Proficiency testing referral is back in the spotlight with new regulatory and judicial developments. The issue at stake is whether it’s fair for the government to revoke a lab’s CLIA certificate when the laboratory had no intention of cheating on PT. Some argue that the severe penalty not only devastates well-meaning labs but also threatens patient access to care, especially in areas with limited health care services.
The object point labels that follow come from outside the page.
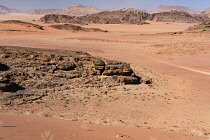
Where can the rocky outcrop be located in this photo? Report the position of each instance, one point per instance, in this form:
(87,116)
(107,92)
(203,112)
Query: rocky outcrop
(4,10)
(52,18)
(176,16)
(42,11)
(203,27)
(205,13)
(28,74)
(122,16)
(163,8)
(22,23)
(79,10)
(71,27)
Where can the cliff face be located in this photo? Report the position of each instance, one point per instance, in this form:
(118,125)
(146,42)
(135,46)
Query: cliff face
(27,75)
(163,8)
(205,13)
(79,10)
(203,27)
(42,11)
(121,16)
(176,16)
(4,10)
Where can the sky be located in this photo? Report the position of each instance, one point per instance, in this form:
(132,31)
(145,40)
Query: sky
(197,5)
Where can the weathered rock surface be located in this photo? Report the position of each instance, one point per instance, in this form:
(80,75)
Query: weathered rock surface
(42,11)
(27,75)
(72,27)
(4,10)
(22,23)
(78,10)
(205,13)
(163,8)
(126,16)
(203,27)
(176,16)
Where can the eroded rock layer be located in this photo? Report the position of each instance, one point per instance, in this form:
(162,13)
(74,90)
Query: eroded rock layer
(27,75)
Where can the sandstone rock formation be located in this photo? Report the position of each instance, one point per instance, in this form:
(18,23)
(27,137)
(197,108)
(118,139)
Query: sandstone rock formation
(203,27)
(122,16)
(30,74)
(4,10)
(42,11)
(205,13)
(22,24)
(163,8)
(176,16)
(71,27)
(79,10)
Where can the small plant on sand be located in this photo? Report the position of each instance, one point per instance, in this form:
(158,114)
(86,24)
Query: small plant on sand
(47,135)
(195,132)
(1,122)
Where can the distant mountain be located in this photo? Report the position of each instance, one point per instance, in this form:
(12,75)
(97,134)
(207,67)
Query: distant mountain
(176,16)
(163,8)
(79,10)
(4,10)
(205,13)
(122,16)
(203,27)
(42,11)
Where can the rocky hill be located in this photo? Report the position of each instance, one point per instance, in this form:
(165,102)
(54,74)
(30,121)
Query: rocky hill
(176,16)
(42,11)
(4,10)
(79,10)
(71,27)
(203,27)
(130,16)
(163,8)
(27,75)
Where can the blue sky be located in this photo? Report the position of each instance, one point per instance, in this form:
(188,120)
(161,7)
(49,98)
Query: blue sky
(105,4)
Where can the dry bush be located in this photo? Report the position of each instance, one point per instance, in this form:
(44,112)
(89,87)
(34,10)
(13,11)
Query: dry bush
(47,135)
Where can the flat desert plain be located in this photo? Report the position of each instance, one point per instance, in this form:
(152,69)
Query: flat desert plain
(175,106)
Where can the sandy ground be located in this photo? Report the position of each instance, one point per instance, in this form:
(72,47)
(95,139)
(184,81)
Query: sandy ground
(178,64)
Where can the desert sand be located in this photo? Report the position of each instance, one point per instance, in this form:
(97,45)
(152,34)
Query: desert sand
(177,103)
To date, the fate of labs in proficiency testing referral cases has hinged on the government’s interpretation of the word “intentionally,” says Anthony Killeen, MD, PhD, director of clinical pathology at the University of Minnesota Medical Center, Fairview, in Minneapolis. The CLIA statute says that a laboratory that intentionally refers its proficiency testing samples to another laboratory for analysis is subject to revocation of its CLIA certificate for at least one year.

“Administrative law judges and the Departmental Appeals Board have taken the word intentional to mean simply that you meant to send the PT sample to another lab,” Dr. Killeen says. That interpretation doesn’t address the lab’s motivation for referring the sample. “Nobody in the clinical lab profession would have much sympathy for labs that intentionally cheat on PT. Unfortunately, the net that catches the cheaters sometimes catches those who are not cheating,” he says.

The good news is that the Centers for Medicare and Medicaid Services plans to revisit the issue of intent in enforcing PT referral prohibitions. The agency is “looking to provide more clarity in the regulations about what does and does not constitute intentional PT referral,” says Judy Yost, MA, MT(ASCP), director of the CMS Division of Laboratory Services. The CMS and the Centers for Disease Control and Prevention are planning to convene a CLIAC work group to examine that and other issues. The group will include representatives from the government, PT providers, accrediting organizations, and CLIA-exempt states.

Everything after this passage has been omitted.